According to an analysis by Robert Kennedy, Manager of Industry Research for Thomson Reuters API Intelligence, as published in Scrip News of 9 December 2009, a striking number of Chinese companies are gearing up to supply pharmaceutical ingredients to the regulated markets of the west.
China is not the low-cost option in every category
Home/Pharma News | Posted 21/01/2010 0 Post your comment
As he points out, the cost of labour in China is rising due to new laws that require increased welfare benefits for employees. Even though remuneration is higher in Europe and the US, salaries in China and India are increasing much faster. Moreover, high staff turnover in China and India contributes to labour costs in these markets.
Environmental compliance is a major expense in China with the advent of stricter environmental health and safety regulations for waste-water treatment standards. Factories that cannot invest in sufficient upgrades are closing.
By contrast, India has not been subject to massive factory closures due to environmental non-compliance. Factories located in Europe and the US have been operating under stringent environmental regulations for many years, so the cost of ongoing compliance is much less in these markets compared with China.
China's energy costs are rising quickly due to the nation's heavy dependence on coal and oil. Meanwhile, India suffers from an inconsistent electrical supply driving up its energy costs. In comparison to these markets, energy usage in Europe and the US is more efficient and less expensive.
Across all markets, inflation and exchange rate fluctuations are intangibles that are difficult to predict and can at different times favour different markets.
The cost of protecting IP across all markets is relatively similar, although money is spent on different things. Staff mobility and technology theft in China and India means that costs are incurred via actions taken to protect IP. Conversely, in Europe and the US, costs are often assumed from challenging and litigating patents.

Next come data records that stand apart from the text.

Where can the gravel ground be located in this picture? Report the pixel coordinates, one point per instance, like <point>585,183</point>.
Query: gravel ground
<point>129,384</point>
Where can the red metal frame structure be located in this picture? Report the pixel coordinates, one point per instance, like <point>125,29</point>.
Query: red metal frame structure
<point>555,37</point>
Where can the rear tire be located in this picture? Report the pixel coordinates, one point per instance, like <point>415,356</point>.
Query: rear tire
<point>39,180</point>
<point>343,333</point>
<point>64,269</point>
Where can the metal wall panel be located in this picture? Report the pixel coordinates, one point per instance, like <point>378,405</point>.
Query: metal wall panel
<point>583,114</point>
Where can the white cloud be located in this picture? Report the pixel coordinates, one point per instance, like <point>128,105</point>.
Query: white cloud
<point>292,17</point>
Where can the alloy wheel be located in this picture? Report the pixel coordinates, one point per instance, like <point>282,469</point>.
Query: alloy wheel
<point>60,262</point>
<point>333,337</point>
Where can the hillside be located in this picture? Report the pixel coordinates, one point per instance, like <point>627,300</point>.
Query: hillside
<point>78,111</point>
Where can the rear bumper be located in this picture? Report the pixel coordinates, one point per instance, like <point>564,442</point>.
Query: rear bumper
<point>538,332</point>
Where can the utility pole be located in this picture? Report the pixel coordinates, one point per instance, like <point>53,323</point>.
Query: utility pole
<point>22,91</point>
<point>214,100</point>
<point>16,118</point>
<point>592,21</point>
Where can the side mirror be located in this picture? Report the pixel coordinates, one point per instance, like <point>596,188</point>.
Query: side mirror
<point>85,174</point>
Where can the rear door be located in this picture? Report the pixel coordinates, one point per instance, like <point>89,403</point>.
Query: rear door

GMP monitoring in China is a major expense and companies need to have people on the ground to continuously supervise manufacturing activities. This is less costly in India because a larger number of the country's factories have a long history of supplying to regulated markets. Companies in Europe and the US have been operating within a well-defined regulatory system for many years, so the cost of compliance in these mature markets is considerably less.
So, according to the author, China is not the low-cost option in every category. When making sourcing and investment decisions regarding China, companies have to look at the overall package that the country offers. (see also China API sourcing: the way forward, Sourcing APIs from China, Establishing an API manufacturing base in China, China's appeal of the Chinese API sourcing market and Can China retain its API sourcing appeal?)
Reference:
Robert Kennedy. Can China retain its API sourcing appeal? Scrip News. 2009 December 9 / 2010 Scrip 100.